Jornal Correio Braziliense

REFORMA ADMINISTRATIVA

Disputa pelo voto dos indecisos

Proposta que reformula as regras para o funcionalismo deve ter relatório votado nesta semana na Comissão de Constituição e Justiça da Câmara. Governistas afirmam ter maioria para aprovar projeto em plenário, mas servidores prometem barrar projeto

Considerada pela área econômica do governo como uma das medidas mais importantes para o equilíbrio das contas públicas a longo prazo, a Proposta de Emenda Constitucional (PEC nº 32/2020), da reforma administrativa, é alvo de intensa disputa nos bastidores do Congresso. O relator da PEC, deputado Darci Matos (PSD-SC), deve ler seu relatório nesta terça-feira, na Comissão de Constituição e Justiça da Câmara. Depois disso, a proposta será discutida em uma comissão especial que o presidente da Câmara, Arthur Lira (PP-AL), pretende instalar no dia 18.

Otimista, Darci Matos acredita que a PEC deve ser levada ao plenário da Câmara ainda no primeiro semestre e ser aprovada com 360 votos — bem mais que os 308 necessários. Para representantes dos servidores públicos, no entanto, essa é uma conta fictícia.
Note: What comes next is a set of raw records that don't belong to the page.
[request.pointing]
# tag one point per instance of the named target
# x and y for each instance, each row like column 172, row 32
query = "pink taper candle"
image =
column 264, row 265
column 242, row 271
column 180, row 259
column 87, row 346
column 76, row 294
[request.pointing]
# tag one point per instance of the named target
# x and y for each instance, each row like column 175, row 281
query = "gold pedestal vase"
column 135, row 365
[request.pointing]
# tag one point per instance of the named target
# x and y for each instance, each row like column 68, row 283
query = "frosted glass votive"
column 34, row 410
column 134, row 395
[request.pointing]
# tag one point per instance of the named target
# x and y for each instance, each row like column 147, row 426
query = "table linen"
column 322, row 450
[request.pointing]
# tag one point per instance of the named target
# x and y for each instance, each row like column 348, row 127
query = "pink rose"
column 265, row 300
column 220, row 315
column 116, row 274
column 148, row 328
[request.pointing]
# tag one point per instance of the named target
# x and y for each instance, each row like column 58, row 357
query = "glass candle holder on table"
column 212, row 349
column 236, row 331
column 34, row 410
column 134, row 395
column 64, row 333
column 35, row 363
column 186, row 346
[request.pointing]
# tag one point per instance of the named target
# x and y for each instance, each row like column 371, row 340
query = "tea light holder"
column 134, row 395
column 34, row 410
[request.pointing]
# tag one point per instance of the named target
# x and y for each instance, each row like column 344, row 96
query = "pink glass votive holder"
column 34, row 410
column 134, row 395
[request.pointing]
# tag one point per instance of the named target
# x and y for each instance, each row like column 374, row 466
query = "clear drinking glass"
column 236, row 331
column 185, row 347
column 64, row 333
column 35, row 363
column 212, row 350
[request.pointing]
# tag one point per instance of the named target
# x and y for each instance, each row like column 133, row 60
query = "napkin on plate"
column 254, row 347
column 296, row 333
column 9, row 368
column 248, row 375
Por meio do “Reformômetro”, uma plataforma que mede a temperatura na Câmara e no Senado, eles contabilizam como favoráveis à PEC apenas 38% dos 195 deputados. No Senado, onde a proposta também terá que ser votada, somente 29,7% dos 24 senadores estariam de acordo com o projeto. Pelos corredores, a briga é pelos indecisos, que são a maioria: 38,2% (196) dos deputados e 60,4% (49) dos senadores.

Eleições
Um dos maiores obstáculos para a tramitação da reforma é a proximidade cada vez maior do calendário eleitoral. Darci Matos já admitiu que, se ficar para 2022, a discussão, provavelmente, será postergada para o segundo mandato do presidente Jair Bolsonaro ou para o seu eventual sucessor. “Essa reforma que está aí não vai passar. Até mesmo quem ajudou a criar o texto já está discordando do conteúdo”, disse Rudinei Marques, presidente do Fórum Nacional das Carreiras de Estado (Fonacate).

Ele se refere a manifestações de vários economistas liberais que defendem alterações no serviço público, mas que demonstraram insatisfação com a PEC 32/20. Em um texto recente, os economistas Ana Carla Abrão, Armínio Fraga e Carlos Ari Sundfeld perguntam: “Qual reforma administrativa pode mudar o Brasil?”. E apontam: “O governo está propondo inchar a Constituição, com mais e mais normas sobre RH. Nenhuma de efeito presente. Algumas de aprovação quase impossível”.

Foco
O cientista político Jorge Mizael, diretor da Consultoria Metapolítica, observa que “a estratégia dos servidores é manter o foco nas CPIs da Covid, das Fake News e do Desmatamento — esta última sugerida pelo deputado Marcelo Freixo (Psol-RJ) —, assuntos polêmicos que não sairão de pauta até o final do ano”, explica.

A decisão, segundo ele, está nas mãos do presidente da Câmara, Arthur Lira. “O controle da pauta não é do governo. É do Centrão. E Lira já mostrou que é aliado do governo até certo ponto”, pondera Mizael. Os representantes dos servidores prometem trabalhar junto aos parlamentares indecisos para tentar suspender a tramitação da PEC. “O cálculo de que o Executivo tem 360 votos é blefe. Até porque essa reforma não é do Planalto nem do Congresso. É dos neoliberais: empresários e mercado financeiro. Dos 513 deputados, esse grupo deve ter 40%, ou aproximadamente 205 parlamentares”, diz Vladimir Nepomuceno, assessor de entidades sindicais e diretor da Insight Assessoria Parlamentar.

Segundo Nepomuceno, uma das provas de que as contas do governo são equivocadas foi o resultado da PEC nº 186, a chamada PEC Emergencial. O item que impedia promoções e progressões no serviço público foi derrubado com ajuda de alguns integrantes do Centrão. Além disso, há interesses específicos que se opõem à reforma administrativa, como os da chamada bancada da bala. “Os policiais federais, por exemplo, sabem que o lado bom é serem incluídos nas carreiras de Estado. Mas a reforma é ruim para a instituição, porque outros cargos fundamentais perdem a estabilidade. Prova de que não existem números fechados”, afirma Nepomuceno.